Hope this article (https://lnkd.in/gAQRAVju) will help folks who are led to believe that neurons in an AI neural network mimic biological neurons understand the limitations of that approach.

Once you understand the fact that the concept of neurons in a neural network pertains to digital logic emulation and is dependent on some rudimentary math, you will also understand that true human-level intelligence may be challenging on this path.

In my opinion, while a start, this is a significant first step. Researchers at the University of Southern California (USC) developed artificial neurons that physically emulate the electrochemical behavior of biological neurons, rather than just algorithmically simulating them.

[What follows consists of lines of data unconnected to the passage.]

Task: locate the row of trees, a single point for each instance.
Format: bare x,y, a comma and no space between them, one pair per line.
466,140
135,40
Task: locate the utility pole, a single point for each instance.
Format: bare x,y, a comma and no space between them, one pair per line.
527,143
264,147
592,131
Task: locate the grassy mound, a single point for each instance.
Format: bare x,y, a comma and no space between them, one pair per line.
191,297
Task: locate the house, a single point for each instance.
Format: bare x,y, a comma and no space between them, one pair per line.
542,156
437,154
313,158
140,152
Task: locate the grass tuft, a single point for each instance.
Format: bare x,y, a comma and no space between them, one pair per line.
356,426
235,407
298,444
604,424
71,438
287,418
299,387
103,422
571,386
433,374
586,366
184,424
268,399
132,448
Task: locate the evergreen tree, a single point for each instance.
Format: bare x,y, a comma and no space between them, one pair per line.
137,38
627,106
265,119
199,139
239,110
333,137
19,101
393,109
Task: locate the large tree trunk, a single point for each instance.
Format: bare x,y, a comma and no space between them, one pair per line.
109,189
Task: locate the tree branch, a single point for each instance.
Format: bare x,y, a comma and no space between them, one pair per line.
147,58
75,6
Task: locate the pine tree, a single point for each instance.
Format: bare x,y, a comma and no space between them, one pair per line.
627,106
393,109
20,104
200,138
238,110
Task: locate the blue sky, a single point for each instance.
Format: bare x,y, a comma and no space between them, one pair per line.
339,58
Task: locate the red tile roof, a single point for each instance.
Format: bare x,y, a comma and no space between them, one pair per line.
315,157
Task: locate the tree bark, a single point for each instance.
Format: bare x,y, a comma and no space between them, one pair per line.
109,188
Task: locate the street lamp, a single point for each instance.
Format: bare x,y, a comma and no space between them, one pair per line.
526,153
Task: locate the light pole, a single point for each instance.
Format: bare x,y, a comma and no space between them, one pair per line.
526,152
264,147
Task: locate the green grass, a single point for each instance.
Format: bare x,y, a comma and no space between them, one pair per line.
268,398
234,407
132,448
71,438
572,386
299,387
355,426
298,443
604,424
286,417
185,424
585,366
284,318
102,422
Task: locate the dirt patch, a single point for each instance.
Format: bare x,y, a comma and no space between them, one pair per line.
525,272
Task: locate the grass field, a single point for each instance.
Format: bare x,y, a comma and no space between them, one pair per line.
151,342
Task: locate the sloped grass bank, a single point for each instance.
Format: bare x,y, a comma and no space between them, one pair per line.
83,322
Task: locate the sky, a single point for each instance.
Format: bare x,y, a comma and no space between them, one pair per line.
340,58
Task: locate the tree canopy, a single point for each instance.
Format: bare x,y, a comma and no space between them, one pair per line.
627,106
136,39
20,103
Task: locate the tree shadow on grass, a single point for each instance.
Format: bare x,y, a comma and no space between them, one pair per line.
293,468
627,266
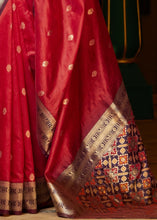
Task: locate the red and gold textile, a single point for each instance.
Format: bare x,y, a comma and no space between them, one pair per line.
96,160
17,178
65,115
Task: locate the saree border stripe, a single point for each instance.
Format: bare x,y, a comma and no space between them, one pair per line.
46,127
15,197
97,142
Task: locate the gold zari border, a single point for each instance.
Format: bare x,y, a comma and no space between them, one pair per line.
46,126
97,142
17,196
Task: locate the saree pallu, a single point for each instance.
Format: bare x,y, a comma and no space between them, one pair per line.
17,178
96,165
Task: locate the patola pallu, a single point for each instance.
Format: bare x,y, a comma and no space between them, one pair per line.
67,119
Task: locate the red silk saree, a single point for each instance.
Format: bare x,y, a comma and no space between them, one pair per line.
17,177
96,165
66,117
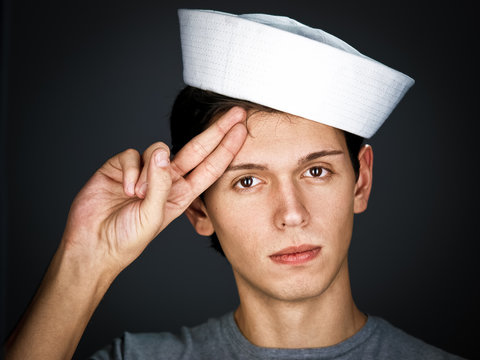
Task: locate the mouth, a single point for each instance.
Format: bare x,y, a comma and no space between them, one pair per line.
296,255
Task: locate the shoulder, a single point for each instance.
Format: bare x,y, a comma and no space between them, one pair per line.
388,340
190,343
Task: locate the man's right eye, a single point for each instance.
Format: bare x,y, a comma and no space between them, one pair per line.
247,182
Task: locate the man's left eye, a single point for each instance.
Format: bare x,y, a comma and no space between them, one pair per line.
316,172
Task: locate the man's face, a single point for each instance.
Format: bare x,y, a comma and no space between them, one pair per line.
291,188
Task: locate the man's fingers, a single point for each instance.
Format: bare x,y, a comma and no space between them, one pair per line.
130,166
215,164
201,146
142,183
159,183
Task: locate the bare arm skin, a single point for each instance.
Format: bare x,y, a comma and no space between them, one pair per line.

I have been thinking about a few pathways to true superintelligence, and this just adds another one. And this is the most interesting one. The authors
believe that this is a more feasible path to neuromorphic computing hardware (brain-inspired chips). I think this can go beyond that.

Why?

Because it can help us mimic human emotions and consciousness more accurately. Aspects that no algorithm can simulate.

But the key barrier that remains (in my opinion) is that we need to decipher the exact electrochemical science that takes place in the human brain for consciousness and emotions.

Anyways, coming back to this research, these artificial neurons are based on a diffusive memristor device (ion diffusion-based) stacked with a transistor and a resistor, achieving a footprint of about 4 µm² per neuron.

Because they leverage ionic motion (in this case, silver ions) rather than purely electronic switching, the devices promise much lower energy consumption and much smaller size compared to conventional neuron-emulation hardware.

So how do these work?

Biological neurons use a combination of electrical and chemical/ionic signals: ions cross membranes, change potentials, trigger synapses, etc. In this work, the artificial neuron uses a diffusive memristor where ions (silver ions) move in an oxide matrix, mimicking those ionic-motion dynamics.

By stacking the memristor device with a transistor and resistor, they achieve spiking neuron behavior (i.e., event-based firing) with high fidelity to biological behavior (rather than simple digital logic emulation).